What I didn’t know, and what my mother would never tell me, was the abuse she suffered when she didn’t make her quota. Her twenty-five-year-old supervisor berated her by screaming at the top of her lungs that Mom was “a fat pig . . . a shithead . . . a screwup.” She was ordered to do demeaning tasks like scrubbing filthy toilets, cleaning out Dumpsters and cleaning sets of stairs using a rag.
The worst was the night her supervisor announced that she and her team were “going to the bilges.” In the pitch dark, Mom and the others were marched down to Clearwater Bay. As waves crashed up against the seawall, they were ordered to roll up their pants, take off their shoes and jump into the black water. The supervisor tossed scrub brushes into the bay and commanded them to scour the barnacles off the seawall. This was the consequence, they were told, of caring so little about the souls they weren’t saving by not selling enough books.
The humiliation was punishment enough for Mom. But when she grumbled about it, she was reported by a team member and subsequently banished for weeks to “Pigs Berthing,” a filthy, run-down efficiency apartment on church property with no electricity or running water.

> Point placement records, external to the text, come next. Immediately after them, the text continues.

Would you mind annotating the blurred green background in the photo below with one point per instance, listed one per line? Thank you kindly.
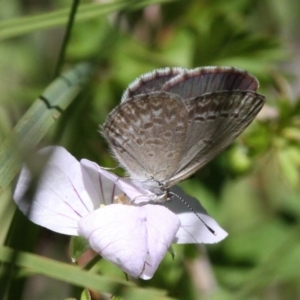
(251, 189)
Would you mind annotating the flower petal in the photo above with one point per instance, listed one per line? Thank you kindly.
(134, 238)
(59, 199)
(104, 181)
(119, 234)
(162, 226)
(192, 229)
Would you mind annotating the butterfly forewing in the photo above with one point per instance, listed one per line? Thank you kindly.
(150, 82)
(172, 121)
(215, 120)
(196, 82)
(147, 134)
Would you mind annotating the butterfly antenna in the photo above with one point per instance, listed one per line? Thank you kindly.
(192, 210)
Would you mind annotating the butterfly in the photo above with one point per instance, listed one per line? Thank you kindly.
(173, 121)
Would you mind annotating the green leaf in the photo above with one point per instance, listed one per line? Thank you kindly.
(85, 295)
(23, 25)
(76, 276)
(38, 119)
(78, 245)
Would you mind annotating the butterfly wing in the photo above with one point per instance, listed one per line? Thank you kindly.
(146, 134)
(150, 82)
(196, 82)
(215, 120)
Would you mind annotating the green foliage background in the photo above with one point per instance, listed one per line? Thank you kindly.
(252, 189)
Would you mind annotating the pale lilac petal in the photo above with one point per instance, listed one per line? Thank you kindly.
(162, 226)
(59, 199)
(192, 230)
(119, 234)
(98, 184)
(103, 183)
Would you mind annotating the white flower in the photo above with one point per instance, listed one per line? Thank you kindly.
(78, 198)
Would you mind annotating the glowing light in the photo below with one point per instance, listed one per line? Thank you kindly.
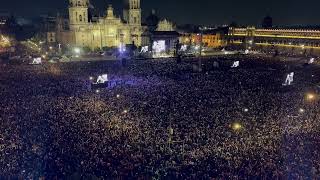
(77, 50)
(37, 61)
(311, 61)
(236, 126)
(310, 96)
(102, 79)
(289, 79)
(301, 110)
(159, 46)
(184, 48)
(122, 48)
(235, 64)
(144, 49)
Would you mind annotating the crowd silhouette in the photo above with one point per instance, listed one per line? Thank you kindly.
(171, 122)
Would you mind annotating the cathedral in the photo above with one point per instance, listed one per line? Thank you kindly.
(107, 31)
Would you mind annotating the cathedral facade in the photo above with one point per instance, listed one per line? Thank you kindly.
(107, 31)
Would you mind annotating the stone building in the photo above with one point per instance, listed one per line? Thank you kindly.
(107, 31)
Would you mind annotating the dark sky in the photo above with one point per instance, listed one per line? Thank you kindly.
(284, 12)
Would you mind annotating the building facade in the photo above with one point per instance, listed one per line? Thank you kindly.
(292, 38)
(107, 31)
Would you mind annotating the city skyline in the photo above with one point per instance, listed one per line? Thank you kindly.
(205, 12)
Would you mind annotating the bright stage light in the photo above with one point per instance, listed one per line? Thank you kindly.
(159, 46)
(77, 50)
(310, 96)
(301, 110)
(102, 79)
(184, 48)
(37, 61)
(144, 49)
(122, 48)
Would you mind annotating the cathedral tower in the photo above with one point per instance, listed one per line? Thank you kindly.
(78, 13)
(134, 20)
(134, 12)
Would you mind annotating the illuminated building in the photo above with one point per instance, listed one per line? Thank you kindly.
(107, 31)
(209, 38)
(252, 37)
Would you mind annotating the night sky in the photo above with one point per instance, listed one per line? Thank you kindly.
(210, 12)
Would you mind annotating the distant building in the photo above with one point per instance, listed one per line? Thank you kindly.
(152, 21)
(210, 38)
(107, 31)
(303, 39)
(165, 25)
(267, 22)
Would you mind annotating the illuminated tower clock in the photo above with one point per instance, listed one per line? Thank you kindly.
(78, 13)
(134, 17)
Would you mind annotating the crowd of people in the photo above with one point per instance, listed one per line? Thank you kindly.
(174, 120)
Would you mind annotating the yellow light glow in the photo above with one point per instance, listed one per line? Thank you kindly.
(236, 126)
(310, 96)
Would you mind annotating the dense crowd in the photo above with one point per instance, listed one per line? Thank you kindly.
(171, 121)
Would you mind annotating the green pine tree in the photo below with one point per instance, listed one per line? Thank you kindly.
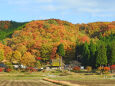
(86, 55)
(92, 53)
(60, 52)
(113, 53)
(101, 55)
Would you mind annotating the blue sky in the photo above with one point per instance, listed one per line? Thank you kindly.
(75, 11)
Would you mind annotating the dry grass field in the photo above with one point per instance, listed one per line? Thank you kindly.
(36, 79)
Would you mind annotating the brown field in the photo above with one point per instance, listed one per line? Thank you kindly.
(25, 83)
(36, 79)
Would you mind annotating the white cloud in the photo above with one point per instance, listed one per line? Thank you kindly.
(92, 7)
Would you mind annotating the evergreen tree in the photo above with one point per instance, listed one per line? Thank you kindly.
(92, 53)
(86, 55)
(101, 55)
(1, 55)
(113, 53)
(60, 52)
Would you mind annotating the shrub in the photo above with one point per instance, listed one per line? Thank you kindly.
(89, 68)
(8, 69)
(52, 22)
(38, 58)
(100, 68)
(112, 67)
(46, 26)
(31, 69)
(106, 69)
(1, 69)
(76, 68)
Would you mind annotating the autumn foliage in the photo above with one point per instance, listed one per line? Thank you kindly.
(76, 68)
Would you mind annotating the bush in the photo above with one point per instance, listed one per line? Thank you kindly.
(112, 67)
(52, 22)
(31, 69)
(1, 69)
(46, 26)
(89, 68)
(100, 68)
(8, 69)
(76, 68)
(106, 69)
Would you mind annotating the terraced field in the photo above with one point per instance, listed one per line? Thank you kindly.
(26, 83)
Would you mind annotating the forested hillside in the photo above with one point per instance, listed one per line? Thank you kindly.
(8, 27)
(35, 43)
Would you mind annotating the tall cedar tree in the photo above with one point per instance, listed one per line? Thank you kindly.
(78, 51)
(92, 53)
(113, 53)
(101, 55)
(60, 52)
(86, 55)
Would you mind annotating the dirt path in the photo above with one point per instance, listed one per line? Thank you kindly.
(26, 83)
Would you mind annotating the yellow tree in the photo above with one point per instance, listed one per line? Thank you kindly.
(28, 59)
(16, 56)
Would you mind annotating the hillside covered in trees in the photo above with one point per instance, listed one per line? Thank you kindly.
(8, 27)
(36, 43)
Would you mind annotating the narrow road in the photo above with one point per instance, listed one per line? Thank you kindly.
(26, 83)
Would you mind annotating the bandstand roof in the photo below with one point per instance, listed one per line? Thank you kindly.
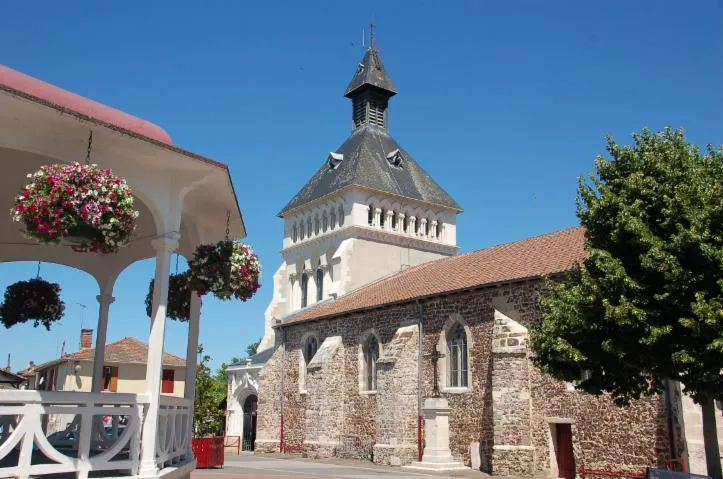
(41, 123)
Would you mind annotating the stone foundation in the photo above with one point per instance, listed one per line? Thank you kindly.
(513, 461)
(319, 450)
(395, 455)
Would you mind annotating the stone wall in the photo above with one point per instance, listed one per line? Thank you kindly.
(603, 434)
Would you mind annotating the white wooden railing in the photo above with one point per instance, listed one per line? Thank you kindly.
(174, 431)
(44, 432)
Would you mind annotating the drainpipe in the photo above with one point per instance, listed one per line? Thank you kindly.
(281, 392)
(420, 383)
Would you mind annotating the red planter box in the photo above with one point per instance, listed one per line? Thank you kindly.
(208, 451)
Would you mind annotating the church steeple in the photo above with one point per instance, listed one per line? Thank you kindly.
(370, 90)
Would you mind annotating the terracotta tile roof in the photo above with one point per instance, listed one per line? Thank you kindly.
(528, 258)
(126, 350)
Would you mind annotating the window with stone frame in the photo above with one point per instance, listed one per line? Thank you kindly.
(311, 345)
(304, 289)
(319, 283)
(371, 355)
(458, 356)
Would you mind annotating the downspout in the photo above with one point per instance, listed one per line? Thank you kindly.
(281, 392)
(420, 382)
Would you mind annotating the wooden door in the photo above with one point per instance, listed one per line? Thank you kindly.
(565, 456)
(167, 381)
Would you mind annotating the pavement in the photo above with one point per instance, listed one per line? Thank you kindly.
(282, 467)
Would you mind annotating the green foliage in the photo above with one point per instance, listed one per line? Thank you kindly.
(252, 348)
(208, 413)
(647, 305)
(34, 300)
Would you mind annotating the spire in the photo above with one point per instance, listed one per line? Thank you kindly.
(370, 89)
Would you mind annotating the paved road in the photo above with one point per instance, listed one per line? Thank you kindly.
(252, 467)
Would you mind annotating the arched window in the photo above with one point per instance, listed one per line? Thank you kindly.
(319, 283)
(310, 347)
(457, 346)
(370, 351)
(304, 289)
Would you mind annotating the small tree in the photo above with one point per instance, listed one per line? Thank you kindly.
(647, 304)
(252, 348)
(208, 417)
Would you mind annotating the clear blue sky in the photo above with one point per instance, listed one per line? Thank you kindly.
(503, 103)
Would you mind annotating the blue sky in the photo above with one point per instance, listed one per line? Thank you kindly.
(503, 103)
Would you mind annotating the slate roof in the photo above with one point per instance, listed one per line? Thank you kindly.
(124, 351)
(529, 258)
(365, 164)
(370, 72)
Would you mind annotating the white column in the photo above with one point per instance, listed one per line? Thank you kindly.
(104, 301)
(388, 222)
(191, 359)
(164, 248)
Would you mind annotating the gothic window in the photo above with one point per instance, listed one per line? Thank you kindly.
(310, 347)
(371, 354)
(457, 346)
(304, 289)
(319, 283)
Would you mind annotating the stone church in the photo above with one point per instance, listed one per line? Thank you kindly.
(371, 286)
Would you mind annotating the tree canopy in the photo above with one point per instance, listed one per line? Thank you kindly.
(647, 304)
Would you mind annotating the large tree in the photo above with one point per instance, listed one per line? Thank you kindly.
(646, 306)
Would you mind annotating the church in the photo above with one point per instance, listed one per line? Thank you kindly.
(374, 312)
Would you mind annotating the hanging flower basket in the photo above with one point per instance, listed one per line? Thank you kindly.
(33, 300)
(82, 205)
(226, 269)
(179, 297)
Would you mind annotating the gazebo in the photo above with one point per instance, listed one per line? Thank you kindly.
(184, 200)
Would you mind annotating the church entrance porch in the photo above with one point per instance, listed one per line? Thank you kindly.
(249, 423)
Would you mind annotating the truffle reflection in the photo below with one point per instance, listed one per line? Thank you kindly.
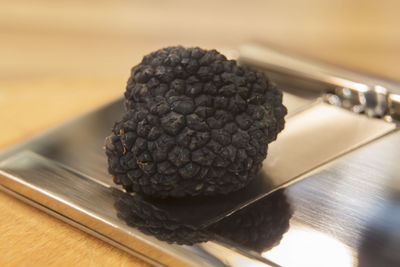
(258, 227)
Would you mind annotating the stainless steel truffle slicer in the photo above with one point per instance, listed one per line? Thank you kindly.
(335, 159)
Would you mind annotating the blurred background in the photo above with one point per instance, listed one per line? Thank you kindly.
(61, 58)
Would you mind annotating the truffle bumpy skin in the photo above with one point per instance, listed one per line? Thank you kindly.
(196, 124)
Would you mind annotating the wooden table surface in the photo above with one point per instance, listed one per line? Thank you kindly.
(59, 59)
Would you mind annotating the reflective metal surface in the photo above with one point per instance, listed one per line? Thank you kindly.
(347, 212)
(337, 164)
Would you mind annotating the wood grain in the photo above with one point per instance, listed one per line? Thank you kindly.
(63, 58)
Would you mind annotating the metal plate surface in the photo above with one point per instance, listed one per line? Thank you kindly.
(338, 169)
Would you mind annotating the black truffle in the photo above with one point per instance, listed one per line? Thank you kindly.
(196, 124)
(259, 226)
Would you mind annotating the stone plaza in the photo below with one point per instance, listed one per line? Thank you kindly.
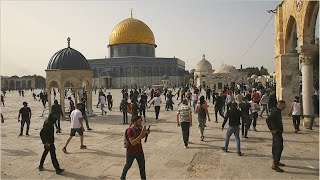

It was no wonder she sounded so frightened when faced with losing her best customer.
* *
*
Mom had always gotten on me when I strayed from the church. She was insistent now I come back. The Ethics Department had been urging her to do what she could to convince me to return. They hadn’t mentioned my relationship with Charley. They had said only that they were concerned that I’d been away for too long. They’d asked questions, she said. “What is Michelle doing with her life? Is she working? Does she need assistance? She is such a hard worker and she’s done so much for the church. We want to help her. We need to get her in here to talk to her.” I was pretty sure they were missing my money more than they were missing me.
Mom didn’t know the details about what was going on, just that people in the church were worried about my well-being because I hadn’t been around. She was worried too. I had too many pressures—raising my kids, managing my business, the continuing battle with Sean over alimony and visitation rights, and taking constant calls from Dror about potential movie projects. How could I be expected to cope without the weight of the church behind me? I needed to come back, my mother said, or I would collapse.
“We need you back so you can handle your life,” she said. “The church is the only solution.”
At that point, I couldn’t have been dragged back, not even with a tow truck. I did, though, want to escape the cloud of suspicion enveloping me.
* * *
On December 29, 2010, I wrote my own “Things That Shouldn’t Be” report, hoping to nip whatever investigation there was in the bud. I sent it to the top ethics officer at Flag in Clearwater and Chairman of the Board David Miscavige in Los Angeles.
“It is absolutely NOT okay that any rumor is being forwarded about me. I am not being confronted by my accusers, nor am I being backed up or protected by the Ethics Department.”